Our next day’s journey was long and variegated. A portage of a mile or two across the Ile d’Alma, with a cart to haul our canoes and stuff, brought us to the Little Discharge, down which we floated for a little way, and then hauled through the village of St. Joseph to the foot of the Carcajou, or Wildcat Falls. A mile of quick water was soon passed, and we came to the junction of the Little Discharge with the Grand Discharge at the point where the picturesque club-house stands in a grove of birches beside the big Vache Caille Falls. It is lively work crossing the pool here, when the water is high and the canoes are heavy; but we went through the labouring seas safely, and landed some distance below, at the head of the Rapide Gervais, to eat our lunch. The water was too rough to run down with loaded boats, so Damon and I had to walk about three miles along the river-bank, while the men went down with the canoes.

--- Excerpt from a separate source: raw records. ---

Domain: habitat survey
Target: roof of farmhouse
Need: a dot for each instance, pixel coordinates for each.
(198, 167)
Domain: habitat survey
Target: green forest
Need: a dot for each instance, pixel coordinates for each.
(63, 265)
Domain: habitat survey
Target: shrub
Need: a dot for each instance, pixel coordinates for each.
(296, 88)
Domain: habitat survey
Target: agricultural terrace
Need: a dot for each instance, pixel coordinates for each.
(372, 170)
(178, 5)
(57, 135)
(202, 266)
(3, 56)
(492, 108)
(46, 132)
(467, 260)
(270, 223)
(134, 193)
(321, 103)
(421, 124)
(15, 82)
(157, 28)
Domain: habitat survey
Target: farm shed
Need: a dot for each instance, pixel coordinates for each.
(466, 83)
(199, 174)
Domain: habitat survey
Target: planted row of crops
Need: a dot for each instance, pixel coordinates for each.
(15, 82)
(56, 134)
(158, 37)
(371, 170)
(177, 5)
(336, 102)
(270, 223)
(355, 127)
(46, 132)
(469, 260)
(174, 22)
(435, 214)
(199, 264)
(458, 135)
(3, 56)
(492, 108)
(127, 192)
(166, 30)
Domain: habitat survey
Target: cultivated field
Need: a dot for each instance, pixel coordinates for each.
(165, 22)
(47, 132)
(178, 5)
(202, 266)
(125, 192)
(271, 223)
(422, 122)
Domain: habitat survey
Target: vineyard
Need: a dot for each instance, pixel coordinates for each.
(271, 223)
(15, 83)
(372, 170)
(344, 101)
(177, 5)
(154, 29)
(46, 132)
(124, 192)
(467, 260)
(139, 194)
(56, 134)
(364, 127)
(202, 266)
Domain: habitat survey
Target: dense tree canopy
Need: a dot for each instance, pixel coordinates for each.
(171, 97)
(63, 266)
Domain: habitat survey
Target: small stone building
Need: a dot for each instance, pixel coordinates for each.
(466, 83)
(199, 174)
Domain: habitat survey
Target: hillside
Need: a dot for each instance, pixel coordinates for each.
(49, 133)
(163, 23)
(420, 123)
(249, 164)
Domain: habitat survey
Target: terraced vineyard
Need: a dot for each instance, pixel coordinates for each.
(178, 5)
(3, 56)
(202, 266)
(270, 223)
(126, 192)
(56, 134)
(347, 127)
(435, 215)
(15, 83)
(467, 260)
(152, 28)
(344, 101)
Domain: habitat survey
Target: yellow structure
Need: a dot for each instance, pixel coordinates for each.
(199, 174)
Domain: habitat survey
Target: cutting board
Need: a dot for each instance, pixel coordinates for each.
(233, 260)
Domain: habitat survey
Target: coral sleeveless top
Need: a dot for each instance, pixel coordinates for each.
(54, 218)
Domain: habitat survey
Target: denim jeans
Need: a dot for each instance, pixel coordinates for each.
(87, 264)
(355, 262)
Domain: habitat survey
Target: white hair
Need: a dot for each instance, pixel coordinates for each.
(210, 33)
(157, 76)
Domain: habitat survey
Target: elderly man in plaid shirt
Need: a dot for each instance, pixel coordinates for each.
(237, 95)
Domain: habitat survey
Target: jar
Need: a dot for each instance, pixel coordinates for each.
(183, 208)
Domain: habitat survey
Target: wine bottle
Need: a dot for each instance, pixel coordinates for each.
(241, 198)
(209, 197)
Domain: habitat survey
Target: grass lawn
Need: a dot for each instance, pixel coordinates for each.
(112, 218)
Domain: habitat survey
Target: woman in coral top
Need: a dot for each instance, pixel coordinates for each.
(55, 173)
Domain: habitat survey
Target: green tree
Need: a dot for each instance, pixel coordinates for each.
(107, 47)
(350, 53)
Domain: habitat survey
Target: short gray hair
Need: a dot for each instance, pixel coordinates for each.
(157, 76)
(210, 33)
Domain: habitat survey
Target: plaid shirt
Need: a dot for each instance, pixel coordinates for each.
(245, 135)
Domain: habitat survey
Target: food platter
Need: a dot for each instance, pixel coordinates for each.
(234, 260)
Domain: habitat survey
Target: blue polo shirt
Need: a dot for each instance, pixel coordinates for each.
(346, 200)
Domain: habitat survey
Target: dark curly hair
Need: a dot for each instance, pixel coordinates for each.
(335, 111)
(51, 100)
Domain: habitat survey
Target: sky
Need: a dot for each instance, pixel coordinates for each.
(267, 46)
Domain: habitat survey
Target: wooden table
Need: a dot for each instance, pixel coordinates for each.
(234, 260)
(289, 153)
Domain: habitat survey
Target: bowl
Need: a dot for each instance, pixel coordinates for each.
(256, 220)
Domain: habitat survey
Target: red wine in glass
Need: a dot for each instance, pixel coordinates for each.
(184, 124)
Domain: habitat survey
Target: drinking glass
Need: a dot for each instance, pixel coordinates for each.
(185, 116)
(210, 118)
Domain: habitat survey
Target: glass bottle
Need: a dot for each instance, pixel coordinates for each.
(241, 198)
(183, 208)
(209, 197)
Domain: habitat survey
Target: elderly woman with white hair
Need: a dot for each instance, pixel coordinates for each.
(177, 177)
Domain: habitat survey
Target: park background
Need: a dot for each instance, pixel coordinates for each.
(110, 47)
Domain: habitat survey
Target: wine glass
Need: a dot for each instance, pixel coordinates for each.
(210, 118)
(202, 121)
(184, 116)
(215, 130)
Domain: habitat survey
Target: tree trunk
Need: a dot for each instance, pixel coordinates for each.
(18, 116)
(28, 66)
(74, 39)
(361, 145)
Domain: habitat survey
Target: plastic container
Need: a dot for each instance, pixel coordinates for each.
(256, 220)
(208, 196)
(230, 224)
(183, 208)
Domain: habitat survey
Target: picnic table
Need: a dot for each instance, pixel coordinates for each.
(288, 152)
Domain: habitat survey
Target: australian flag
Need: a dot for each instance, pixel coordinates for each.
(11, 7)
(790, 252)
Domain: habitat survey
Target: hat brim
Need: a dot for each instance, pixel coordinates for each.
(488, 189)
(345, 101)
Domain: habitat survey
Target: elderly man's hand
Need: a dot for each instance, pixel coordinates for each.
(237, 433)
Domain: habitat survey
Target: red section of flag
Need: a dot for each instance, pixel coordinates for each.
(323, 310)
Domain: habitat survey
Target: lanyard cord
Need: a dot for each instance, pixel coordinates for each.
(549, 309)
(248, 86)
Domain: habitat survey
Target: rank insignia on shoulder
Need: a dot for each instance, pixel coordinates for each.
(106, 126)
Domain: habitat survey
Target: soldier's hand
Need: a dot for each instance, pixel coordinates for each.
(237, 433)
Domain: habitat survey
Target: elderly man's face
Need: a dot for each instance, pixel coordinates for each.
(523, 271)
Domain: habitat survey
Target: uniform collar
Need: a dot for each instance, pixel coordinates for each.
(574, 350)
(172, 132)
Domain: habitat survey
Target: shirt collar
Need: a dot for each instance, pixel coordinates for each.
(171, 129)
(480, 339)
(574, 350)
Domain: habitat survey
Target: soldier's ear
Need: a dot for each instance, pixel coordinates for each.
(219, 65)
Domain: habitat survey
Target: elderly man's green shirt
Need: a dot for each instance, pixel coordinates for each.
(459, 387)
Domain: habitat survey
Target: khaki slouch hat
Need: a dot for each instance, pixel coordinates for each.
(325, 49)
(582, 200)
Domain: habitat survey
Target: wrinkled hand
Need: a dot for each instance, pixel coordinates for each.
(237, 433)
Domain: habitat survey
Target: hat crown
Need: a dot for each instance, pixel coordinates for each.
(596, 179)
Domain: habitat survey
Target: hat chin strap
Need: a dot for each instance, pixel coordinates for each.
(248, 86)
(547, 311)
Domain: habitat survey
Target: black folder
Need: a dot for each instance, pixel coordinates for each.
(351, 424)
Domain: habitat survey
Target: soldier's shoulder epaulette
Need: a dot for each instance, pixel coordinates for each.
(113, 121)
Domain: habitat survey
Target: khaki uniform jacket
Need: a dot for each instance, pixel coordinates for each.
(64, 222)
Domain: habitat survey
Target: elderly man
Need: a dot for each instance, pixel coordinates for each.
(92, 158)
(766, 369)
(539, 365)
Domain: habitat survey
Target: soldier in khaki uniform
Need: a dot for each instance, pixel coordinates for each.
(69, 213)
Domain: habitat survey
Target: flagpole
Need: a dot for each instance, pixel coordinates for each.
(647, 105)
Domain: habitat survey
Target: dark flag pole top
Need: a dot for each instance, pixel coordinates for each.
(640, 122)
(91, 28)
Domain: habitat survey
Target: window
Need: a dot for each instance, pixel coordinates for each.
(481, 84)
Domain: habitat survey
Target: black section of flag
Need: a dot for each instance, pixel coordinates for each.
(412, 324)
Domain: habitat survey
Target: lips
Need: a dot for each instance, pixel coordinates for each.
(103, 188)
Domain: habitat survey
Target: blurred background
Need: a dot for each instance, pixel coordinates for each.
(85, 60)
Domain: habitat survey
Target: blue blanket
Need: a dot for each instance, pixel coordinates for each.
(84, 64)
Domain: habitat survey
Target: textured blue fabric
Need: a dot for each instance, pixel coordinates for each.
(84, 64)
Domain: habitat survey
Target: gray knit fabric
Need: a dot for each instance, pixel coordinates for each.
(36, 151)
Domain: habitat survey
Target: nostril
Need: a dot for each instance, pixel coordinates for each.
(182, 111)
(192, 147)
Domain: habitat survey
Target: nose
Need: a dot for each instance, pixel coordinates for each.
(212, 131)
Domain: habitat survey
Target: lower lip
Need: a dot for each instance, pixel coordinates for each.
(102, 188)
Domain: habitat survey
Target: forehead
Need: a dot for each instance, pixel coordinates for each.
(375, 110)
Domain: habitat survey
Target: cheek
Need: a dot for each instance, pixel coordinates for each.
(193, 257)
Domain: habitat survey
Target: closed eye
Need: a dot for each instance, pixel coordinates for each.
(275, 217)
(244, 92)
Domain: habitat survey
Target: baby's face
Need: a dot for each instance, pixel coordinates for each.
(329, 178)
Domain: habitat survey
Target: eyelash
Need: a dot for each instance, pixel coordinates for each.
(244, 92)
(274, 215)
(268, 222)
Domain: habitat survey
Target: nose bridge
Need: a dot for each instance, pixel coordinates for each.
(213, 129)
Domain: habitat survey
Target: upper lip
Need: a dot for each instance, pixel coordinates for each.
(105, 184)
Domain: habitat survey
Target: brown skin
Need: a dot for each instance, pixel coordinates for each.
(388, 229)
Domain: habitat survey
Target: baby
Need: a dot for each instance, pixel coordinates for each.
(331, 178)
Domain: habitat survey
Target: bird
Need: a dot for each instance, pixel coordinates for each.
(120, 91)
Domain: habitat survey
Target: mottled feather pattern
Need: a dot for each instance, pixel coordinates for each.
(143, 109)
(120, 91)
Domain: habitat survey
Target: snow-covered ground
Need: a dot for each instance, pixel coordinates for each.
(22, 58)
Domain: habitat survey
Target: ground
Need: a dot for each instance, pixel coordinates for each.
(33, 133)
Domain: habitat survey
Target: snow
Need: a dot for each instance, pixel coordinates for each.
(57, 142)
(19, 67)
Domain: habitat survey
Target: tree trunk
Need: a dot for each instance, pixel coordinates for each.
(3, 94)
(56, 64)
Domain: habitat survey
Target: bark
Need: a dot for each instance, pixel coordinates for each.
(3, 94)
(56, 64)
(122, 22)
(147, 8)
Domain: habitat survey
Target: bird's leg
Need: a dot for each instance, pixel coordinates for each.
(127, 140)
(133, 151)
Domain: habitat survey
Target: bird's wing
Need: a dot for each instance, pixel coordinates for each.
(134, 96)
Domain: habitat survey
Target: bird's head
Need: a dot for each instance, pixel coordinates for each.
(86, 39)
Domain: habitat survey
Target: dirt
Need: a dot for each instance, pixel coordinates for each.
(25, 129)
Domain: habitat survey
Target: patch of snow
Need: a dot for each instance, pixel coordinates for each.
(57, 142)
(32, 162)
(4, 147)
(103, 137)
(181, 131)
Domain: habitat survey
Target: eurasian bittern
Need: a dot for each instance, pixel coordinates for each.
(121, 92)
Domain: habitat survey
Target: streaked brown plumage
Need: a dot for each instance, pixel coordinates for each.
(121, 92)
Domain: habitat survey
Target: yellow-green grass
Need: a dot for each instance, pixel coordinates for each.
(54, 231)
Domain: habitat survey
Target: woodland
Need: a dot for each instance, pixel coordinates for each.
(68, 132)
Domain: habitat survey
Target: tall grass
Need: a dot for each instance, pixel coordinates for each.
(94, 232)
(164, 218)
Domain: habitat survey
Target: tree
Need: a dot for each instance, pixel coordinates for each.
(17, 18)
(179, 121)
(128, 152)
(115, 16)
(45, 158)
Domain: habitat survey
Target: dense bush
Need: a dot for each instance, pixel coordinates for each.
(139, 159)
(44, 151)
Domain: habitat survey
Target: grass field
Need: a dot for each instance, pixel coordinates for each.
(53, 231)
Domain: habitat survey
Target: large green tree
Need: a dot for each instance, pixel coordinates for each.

On our way beside the rapids, Damon geologised, finding the marks of ancient glaciers, and bits of iron-ore, and pockets of sand full of infinitesimal garnets, and specks of gold washed from the primitive granite; and I fished, picking up a pair of ouananiche in foam-covered nooks among the rocks. The swift water was almost passed when we embarked again and ran down the last slope into a long deadwater.
The shores, at first bold and rough, covered with dense thickets of second-growth timber, now became smoother and more fertile. Scattered farms, with square, unpainted houses, and long, thatched barns, began to creep over the hills toward the river. There was a hamlet, called St. Charles, with a rude little church and a campanile of logs. The cure, robed in decent black and wearing a tall silk hat of the vintage of 1860, sat on the veranda of his trim presbytery, looking down upon us, like an image of propriety smiling at Bohemianism. Other craft appeared on the river. A man and his wife paddling an old dugout, with half a dozen children packed in amidships a crew of lumbermen, in a sharp-nosed bateau, picking up stray logs along the banks; a couple of boatloads of young people returning merrily from a holiday visit; a party of berry-pickers in a flat-bottomed skiff; all the life of the country-side was in evidence on the river. We felt quite as if we had been “in the swim” of society, when at length we reached the point where the Riviere des Aunes came tumbling down a hundred-foot ladder of broken black rocks. There we pitched our tents in a strip of meadow by the water-side, where we could have the sound of the falls for a slumber-song all night and the whole river for a bath at sunrise.